According to strong evidence from ICRC and Human Rights Watch, as well as satellite imagery, the Sri Lankan armed forces also repeatedly struck hospitals within the ‘safe zone’ in the northern Vanni region in indiscriminate artillery and aerial attacks toward the end of the conflict in 2009.  A few brave doctors who dared to speak out about what actually happened were detained and forced to retract their statements by the government.

Name and address withheld


Balancing rights

Re: the Agenda article ‘Repeal the eighth!’ (NI 511).

I believe abortion is an issue about human rights, the most basic of these being the right to life. Through the years I have joined others in the struggle to uphold the right to life, e.g. in campaigning for the abolition of the death penalty and in opposing war by registering as a conscientious objector. Like the suffragettes and the early feminists who were pro-life, I recognize that we cannot gain equality by denying it to others. Balancing people’s rights is not easy and difficult decisions may have to be made. However, these decisions can be made with due reflection and compassion without recourse to negating the unborn child’s right to life.

What sort of world do we want to create? We must continue to fight for the protection of our planet; a fair distribution of wealth; the eradication of poverty; an end to war; access for all to good healthcare, education and housing; and the safeguarding of all life born and unborn. Maybe then the fair and peaceful world I and millions long for will become a reality.

DR Fulton Larne, Northern Ireland


Defend humanity

In your March issue (NI 510), a crucial connection goes begging: that between your major feature on black liberation movements, and the short report earlier in the issue on deaths in UK immigrant prisons (mainly by suicide).

With shockingly little resistance, ‘immigration’ has become a highly effective proxy for old-style racism. Immigrant prisons (and the massive, global border control industry that has mushroomed in the past 20 years) are there overwhelmingly to incarcerate and disrupt the lives of black and brown people – and we all know this.

Every intensification of anti-immigrant law has been the easily won fruit of little waves of well-reported violence against blacks and Asians by tiny far-right groups, always accompanied by a drum beat of anti-immigrant lies in the rightwing media. Meanwhile, the political establishment and supposedly ‘liberal’ media seem to seek almost any excuse not to confront these developments squarely. For example, the BBC has never, to my knowledge, given air-time to anyone arguing against border controls – despite wide apparent support for the idea of free movement in the population at large: a YouGov poll in 2011 found a 54 per cent majority in favour of free movement. And as many campaigners can verify, this is a view shared by many politicians and campaigners, but only in private; almost never in public.

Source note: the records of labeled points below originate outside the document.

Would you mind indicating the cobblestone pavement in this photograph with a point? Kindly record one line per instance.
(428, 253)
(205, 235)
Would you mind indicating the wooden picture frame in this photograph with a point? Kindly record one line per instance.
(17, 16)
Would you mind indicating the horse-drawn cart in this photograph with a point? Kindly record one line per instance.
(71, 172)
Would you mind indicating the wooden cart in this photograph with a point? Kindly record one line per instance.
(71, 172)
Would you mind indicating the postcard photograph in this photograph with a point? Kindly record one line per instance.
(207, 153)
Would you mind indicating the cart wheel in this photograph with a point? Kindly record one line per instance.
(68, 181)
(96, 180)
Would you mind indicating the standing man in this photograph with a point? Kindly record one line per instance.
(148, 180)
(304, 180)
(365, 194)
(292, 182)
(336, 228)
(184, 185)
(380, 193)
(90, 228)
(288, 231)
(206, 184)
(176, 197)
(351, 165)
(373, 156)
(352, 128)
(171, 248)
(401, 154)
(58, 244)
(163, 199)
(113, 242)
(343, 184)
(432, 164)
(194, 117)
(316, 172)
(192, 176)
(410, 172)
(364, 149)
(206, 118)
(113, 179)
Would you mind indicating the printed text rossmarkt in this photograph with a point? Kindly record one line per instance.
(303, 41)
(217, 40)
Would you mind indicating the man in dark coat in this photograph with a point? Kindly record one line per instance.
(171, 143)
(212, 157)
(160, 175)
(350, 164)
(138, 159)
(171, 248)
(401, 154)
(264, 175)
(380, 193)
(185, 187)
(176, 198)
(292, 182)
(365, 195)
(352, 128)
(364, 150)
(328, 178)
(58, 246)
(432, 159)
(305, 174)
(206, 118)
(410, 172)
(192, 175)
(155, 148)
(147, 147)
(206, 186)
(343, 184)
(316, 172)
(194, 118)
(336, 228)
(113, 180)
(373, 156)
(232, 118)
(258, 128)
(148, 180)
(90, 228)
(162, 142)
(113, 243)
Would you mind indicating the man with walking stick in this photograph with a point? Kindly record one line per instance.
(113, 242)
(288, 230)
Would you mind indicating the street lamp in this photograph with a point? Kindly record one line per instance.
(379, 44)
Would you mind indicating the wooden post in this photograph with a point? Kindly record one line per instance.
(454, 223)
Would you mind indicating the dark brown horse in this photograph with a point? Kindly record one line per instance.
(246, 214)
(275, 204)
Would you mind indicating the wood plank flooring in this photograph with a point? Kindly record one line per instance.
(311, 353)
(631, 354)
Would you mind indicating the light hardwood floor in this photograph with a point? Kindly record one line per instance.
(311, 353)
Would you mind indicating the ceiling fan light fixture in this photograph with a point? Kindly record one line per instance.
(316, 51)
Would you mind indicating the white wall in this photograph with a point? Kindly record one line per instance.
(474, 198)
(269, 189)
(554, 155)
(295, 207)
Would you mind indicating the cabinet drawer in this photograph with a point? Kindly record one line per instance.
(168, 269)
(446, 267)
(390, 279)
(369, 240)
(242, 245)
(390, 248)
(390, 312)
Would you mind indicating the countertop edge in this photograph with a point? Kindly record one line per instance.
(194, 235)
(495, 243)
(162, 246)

The glaring obscenity running through Immigration Control, is that nobody knows, or ever has known, why immigrants per se need to be controlled at all, still less, punished or killed.

Endless reports and studies have failed to produce any evidence that immigrants as such do any harm. Even the anti-immigrant pressure group Migration Watch admitted once that migrants were net contributors to the economy (but only by ‘about a Mars bar per person per week’). The real damage, they concluded, was that migrants undermined our cultural values and social cohesion – a conveniently vague concept, which might be usefully applied to the socio-cultural gulf between rich and poor in Britain or the US. (Curious coincidence: anti-immigrant rhetoric is shrillest where these wealth gaps are greatest).

Undeterred, governments of wealthy nations have gone obediently on the warpath, anxious to prove their ‘toughness’. Drownings and suicides are mere PR problems, too-easily accommodated by the grim ideology, drummed into people in the rich world since the 1970s, that ‘we must be cruel to be kind’.

Since Brexit, the viciousness of the anti-immigrant turn has become blatant, and spilled into more areas of life. The tendency has been nourished by supine media and politicians for too long, and we are all in danger of reaping the whirlwind. If ever it was high time for a politics that embraces and defends humanity, without qualification, that time has arrived.